Weltweit arbeiten rund 150.000 zertifizierte Therapeuten in 53 Ländern mit dem Konzept. Dabei werden die Methoden auch den lokalen Gegebenheiten angepasst, denn andere Länder hätten oft andere Probleme, wie die Initiatorin sagt. „Marte Meo nimmt den Menschen dort, wo er ist, und gibt kein Ziel vor“, so Aarts.

Das Hermann-Josef-Haus in Urft ist seit 2019 eines von vier internationalen Marte Meo-Kompetenzzentren. Eingeführt in die Arbeit der Kinder- und Jugendhilfeeinrichtung wurde die Methodik im Jahr 2005 von Christa Thelen, die mittlerweile lizenzierte Supervisorin für den Jugendhilfebereich ist.

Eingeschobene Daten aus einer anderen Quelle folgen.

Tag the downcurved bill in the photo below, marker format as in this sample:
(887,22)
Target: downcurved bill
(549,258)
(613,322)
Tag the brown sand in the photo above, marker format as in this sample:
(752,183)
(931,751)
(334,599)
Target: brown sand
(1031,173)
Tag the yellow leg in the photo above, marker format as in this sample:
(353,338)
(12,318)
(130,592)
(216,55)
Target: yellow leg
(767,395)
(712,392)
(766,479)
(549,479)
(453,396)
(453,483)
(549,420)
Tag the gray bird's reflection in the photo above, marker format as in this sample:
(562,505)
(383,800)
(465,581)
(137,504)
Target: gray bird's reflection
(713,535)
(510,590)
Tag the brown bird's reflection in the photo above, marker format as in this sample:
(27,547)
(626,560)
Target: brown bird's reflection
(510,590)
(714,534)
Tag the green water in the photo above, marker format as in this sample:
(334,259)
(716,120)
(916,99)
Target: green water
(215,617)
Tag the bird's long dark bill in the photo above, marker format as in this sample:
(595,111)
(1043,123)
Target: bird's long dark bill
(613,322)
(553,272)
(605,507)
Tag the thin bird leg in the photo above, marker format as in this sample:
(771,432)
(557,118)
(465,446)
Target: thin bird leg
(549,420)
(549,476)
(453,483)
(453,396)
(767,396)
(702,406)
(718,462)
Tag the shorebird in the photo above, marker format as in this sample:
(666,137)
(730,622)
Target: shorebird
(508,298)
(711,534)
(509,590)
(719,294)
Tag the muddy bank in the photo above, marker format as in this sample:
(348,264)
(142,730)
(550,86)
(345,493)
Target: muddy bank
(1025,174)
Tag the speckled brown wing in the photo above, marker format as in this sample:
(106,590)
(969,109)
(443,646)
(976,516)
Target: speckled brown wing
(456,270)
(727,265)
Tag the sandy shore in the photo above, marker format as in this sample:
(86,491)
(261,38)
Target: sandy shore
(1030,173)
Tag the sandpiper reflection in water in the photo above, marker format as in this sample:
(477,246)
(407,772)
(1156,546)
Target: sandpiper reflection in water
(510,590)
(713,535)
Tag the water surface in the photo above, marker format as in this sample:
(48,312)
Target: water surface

Marte Meo-Kurse für Eltern und Co.

Eine dreiteilige Schulung in Marte Meo zur Entwicklungsunterstützung von Kleinkindern bietet das Awo-Familienzentrum in Mechernich an den Dienstagen, 2., 9. und 16. Mai jeweils zwischen 9 und 11 Uhr in der früheren Barbaraschule, Emil-Kreuser-Straße 28/Im Sande, an. Die Leitung hat die lizenzierte Marte-Meo-Supervisorin Christa Thelen.

Der Kurs ist kostenfrei und umfasst drei zweistündige Termine. Bei Bedarf kann in der Einrichtung eine Kinderbetreuung angeboten werden. Außerdem kann der Kurs auch von anderen wichtigen Bezugspersonen des Kindes, zum Beispiel den Großeltern, besucht werden.

Die Teilnehmerzahl ist begrenzt, eine Anmeldung unter Tel. 02443/ 31321 erforderlich. (eb)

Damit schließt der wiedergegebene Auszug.